昼間の熱は引きはじめているのに、夜の道にはまだ夏の粘り気が残っている。歩くたび、アスファルトが昼の名残をゆっくり吐き出すみたいで、鼻の奥に薄い焦げ臭さが絡んだ。
その夜、大学からの帰り道で、俺は烏を見た。
街灯の明かりが途切れるあたり、電線に黒い影が並んでいる。数を数えようとして、やめた。
「群れ」に「見張られている」そう思うと気分が悪い。
烏は首を傾げる。片目で俺を見て、また傾げる。
観察というより、選別だ。俺が何者かを決めるみたいに、無言で品定めしている。
いつもの道なのに、今日は距離が伸びた気がした。歩幅は同じはずなのに、背中側の気配だけが増えていく。振り返りたくない。けれど振り返らないでいるぶん、肩が落ち着かない。
住宅地の裏へ抜ける細道が見えた。
車が入れない、ただの近道。昼は何でもないのに、夜になると「道」じゃなく「割れ目」みたいに見える場所だ。

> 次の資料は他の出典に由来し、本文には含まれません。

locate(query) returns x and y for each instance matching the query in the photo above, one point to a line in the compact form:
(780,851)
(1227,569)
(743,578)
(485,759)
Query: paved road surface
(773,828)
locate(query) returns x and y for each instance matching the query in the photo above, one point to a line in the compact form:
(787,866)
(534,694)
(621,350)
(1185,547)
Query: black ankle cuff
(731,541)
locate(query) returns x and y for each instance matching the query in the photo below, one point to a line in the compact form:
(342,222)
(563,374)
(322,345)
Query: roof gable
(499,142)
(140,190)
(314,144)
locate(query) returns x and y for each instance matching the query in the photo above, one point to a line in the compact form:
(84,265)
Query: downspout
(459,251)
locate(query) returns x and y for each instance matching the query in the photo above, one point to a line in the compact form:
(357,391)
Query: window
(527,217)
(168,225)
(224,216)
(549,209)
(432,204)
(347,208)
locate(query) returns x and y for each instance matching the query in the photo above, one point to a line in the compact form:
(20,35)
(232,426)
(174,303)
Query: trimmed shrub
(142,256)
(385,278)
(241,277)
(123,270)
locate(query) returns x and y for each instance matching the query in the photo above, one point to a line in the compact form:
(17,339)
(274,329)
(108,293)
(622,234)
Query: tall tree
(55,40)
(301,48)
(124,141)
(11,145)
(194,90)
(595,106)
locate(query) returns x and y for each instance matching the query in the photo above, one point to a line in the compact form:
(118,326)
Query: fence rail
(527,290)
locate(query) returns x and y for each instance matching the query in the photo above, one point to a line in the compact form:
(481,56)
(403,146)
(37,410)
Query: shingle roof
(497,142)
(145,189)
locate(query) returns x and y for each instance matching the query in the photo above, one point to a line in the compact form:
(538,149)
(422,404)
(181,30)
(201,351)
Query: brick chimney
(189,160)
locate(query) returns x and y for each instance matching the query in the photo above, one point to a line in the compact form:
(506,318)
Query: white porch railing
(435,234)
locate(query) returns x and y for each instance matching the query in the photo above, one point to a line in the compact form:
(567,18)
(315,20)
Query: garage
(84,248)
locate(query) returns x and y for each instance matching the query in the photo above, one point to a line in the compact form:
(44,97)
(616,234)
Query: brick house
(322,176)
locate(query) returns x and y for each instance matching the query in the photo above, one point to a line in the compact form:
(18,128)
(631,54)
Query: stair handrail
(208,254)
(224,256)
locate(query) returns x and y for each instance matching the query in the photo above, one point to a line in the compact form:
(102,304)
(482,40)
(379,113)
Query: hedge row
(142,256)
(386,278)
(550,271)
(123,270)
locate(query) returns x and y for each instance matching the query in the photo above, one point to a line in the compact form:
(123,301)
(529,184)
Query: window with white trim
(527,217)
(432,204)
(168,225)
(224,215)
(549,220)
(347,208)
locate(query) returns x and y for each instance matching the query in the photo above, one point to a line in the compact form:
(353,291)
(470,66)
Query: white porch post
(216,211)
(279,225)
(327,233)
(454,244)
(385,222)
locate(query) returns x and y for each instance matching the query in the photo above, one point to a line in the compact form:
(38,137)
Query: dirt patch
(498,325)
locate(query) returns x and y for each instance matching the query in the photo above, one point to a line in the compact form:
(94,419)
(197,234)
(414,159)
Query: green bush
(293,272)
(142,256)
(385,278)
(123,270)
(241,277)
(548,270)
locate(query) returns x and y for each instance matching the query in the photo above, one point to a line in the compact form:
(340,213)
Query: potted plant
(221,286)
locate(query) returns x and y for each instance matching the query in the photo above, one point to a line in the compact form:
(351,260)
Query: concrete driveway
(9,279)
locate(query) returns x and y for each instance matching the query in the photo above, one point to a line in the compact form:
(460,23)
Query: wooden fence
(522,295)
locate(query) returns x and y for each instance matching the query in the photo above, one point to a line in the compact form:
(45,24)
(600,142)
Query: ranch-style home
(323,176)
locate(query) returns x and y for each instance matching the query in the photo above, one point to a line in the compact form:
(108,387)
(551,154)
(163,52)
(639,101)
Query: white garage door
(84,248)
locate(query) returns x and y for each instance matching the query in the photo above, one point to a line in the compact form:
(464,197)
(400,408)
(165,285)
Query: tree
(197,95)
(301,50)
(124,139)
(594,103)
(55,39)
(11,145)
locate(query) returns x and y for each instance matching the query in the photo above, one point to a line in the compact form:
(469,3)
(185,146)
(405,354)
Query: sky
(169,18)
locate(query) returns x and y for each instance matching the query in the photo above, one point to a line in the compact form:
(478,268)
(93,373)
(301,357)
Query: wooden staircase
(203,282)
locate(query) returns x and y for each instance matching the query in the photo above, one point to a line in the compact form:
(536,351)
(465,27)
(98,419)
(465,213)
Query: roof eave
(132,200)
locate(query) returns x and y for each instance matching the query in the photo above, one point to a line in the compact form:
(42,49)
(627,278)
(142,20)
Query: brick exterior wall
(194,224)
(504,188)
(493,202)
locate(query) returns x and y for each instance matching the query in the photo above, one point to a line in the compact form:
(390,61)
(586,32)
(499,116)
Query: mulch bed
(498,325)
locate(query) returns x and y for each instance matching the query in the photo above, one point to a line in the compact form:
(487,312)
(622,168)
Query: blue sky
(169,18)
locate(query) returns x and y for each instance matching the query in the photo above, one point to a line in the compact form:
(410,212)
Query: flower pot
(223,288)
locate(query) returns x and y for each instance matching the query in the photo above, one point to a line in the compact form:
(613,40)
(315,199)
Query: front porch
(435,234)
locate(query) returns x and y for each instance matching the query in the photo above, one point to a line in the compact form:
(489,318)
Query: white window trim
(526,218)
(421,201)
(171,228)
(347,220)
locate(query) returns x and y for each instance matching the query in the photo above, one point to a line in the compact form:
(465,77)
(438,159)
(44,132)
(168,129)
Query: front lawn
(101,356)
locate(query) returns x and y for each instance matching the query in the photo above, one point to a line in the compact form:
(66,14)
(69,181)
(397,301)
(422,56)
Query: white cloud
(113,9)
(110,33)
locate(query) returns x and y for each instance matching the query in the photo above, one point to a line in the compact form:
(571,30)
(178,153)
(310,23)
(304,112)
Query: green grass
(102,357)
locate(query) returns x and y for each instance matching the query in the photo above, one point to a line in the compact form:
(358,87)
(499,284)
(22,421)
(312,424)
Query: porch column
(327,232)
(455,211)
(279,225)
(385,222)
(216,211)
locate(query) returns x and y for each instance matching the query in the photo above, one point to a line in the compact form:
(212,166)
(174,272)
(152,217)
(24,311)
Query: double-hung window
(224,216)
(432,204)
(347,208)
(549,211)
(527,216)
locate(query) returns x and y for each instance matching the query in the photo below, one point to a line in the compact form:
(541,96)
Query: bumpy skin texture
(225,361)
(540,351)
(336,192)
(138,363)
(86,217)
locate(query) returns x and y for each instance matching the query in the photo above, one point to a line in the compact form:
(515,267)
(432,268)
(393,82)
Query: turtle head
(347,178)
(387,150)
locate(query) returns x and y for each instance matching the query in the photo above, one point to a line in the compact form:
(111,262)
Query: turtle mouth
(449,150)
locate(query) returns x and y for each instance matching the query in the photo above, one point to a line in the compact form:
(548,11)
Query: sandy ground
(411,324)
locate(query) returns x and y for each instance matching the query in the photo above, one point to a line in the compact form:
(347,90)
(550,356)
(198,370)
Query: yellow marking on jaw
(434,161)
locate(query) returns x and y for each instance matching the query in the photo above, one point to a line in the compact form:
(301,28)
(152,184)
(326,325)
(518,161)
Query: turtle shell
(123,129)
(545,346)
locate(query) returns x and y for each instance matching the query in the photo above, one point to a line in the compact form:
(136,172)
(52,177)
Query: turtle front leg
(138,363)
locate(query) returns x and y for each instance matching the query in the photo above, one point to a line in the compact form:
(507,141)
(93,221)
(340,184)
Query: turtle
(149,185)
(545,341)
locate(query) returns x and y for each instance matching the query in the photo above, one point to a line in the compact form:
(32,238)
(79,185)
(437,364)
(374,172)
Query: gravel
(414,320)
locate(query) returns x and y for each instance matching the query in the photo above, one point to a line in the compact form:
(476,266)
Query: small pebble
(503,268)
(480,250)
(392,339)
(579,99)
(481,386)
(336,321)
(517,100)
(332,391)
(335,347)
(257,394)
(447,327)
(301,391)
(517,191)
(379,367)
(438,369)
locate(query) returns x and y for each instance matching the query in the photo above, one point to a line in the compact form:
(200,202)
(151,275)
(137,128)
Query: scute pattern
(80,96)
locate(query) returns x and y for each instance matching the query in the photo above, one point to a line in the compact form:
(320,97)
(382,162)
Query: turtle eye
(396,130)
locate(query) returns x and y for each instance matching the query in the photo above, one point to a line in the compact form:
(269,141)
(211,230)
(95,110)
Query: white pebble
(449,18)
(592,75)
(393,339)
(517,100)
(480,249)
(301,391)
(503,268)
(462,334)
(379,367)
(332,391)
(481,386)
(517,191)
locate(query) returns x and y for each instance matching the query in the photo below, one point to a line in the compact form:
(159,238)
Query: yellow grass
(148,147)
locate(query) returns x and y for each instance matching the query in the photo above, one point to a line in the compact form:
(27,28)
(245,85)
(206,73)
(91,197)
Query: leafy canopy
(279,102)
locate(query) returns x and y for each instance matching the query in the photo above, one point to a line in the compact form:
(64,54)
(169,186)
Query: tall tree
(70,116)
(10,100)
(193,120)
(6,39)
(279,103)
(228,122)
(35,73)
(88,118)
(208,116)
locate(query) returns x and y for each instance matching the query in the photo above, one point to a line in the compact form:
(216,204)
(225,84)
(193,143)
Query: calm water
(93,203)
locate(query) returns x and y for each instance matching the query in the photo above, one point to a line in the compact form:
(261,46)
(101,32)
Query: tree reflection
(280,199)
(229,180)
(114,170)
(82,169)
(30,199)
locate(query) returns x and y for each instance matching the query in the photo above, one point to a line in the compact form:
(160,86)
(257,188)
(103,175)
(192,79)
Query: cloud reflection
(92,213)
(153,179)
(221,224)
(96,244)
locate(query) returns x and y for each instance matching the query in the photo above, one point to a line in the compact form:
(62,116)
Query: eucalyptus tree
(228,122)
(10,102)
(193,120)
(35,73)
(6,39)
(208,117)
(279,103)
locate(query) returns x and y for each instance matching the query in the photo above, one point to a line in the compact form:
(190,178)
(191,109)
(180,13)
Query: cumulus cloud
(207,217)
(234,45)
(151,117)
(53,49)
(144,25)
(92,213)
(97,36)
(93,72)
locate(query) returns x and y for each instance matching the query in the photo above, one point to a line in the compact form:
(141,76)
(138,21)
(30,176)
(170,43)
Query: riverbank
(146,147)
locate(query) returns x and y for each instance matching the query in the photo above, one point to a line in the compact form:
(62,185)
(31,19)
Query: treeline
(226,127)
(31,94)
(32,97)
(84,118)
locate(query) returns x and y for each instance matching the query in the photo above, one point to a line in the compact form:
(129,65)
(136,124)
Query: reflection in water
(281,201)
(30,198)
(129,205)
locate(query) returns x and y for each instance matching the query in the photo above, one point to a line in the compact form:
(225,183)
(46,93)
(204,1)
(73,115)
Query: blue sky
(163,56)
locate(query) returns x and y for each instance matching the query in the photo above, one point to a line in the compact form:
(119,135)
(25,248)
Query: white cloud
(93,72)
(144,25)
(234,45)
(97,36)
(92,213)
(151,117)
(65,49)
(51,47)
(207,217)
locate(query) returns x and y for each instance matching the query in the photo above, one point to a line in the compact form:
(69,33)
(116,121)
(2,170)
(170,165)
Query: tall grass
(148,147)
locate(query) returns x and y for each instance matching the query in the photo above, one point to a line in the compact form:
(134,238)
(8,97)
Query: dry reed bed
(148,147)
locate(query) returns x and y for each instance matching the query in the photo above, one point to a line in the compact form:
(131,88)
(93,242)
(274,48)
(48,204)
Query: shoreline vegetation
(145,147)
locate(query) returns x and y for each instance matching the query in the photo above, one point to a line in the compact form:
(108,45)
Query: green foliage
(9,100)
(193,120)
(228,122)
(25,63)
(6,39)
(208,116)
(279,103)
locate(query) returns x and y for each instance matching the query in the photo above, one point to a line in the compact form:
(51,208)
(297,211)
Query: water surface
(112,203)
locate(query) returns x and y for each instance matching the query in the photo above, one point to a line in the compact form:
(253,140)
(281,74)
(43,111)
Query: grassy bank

入口に差しかかった瞬間――烏が、一斉に鳴きはじめた。
頭上だけじゃない。横からも、背後からも、音が重なる。
耳に刺さるというより、皮膚の内側を撫でられる感じがした。ぞわっと、背中の筋が反応する。
そこで、祖父の言葉がよみがえった。
子どもの頃、畑の端で休んでいたとき、祖父が電線の烏を見上げて笑いながら言った。
――カラスが鳴くと、人が死ぬ。
――当たることもあるし、当たらんこともある。けどな。
それから、声を落として続けた。
――白い烏には、ついていくなよ。
白い烏。
当時は笑い話だった。そんなものがいるなら、見てみたいぐらいだと思っていた。
――だから、今。
烏たちが、ばさっと飛び立った。
黒い羽が夜空に散って、電線が急に軽くなる。残ったのは、鳴き声の余韻と、空の暗さだけだ。
嫌な予感がした。胸の奥が、先に「やめろ」と言った。
俺はその予感を否定したくて、足を出そうとして――なぜか振り向いた。
白い烏がいた。
街灯の落ちる足元、縁石のあたりに、白っぽい鳥が立っている。真っ白じゃない。色が抜けたみたいな白さだ。汚れでも羽毛でも説明しきれない、妙に“浮いた”白。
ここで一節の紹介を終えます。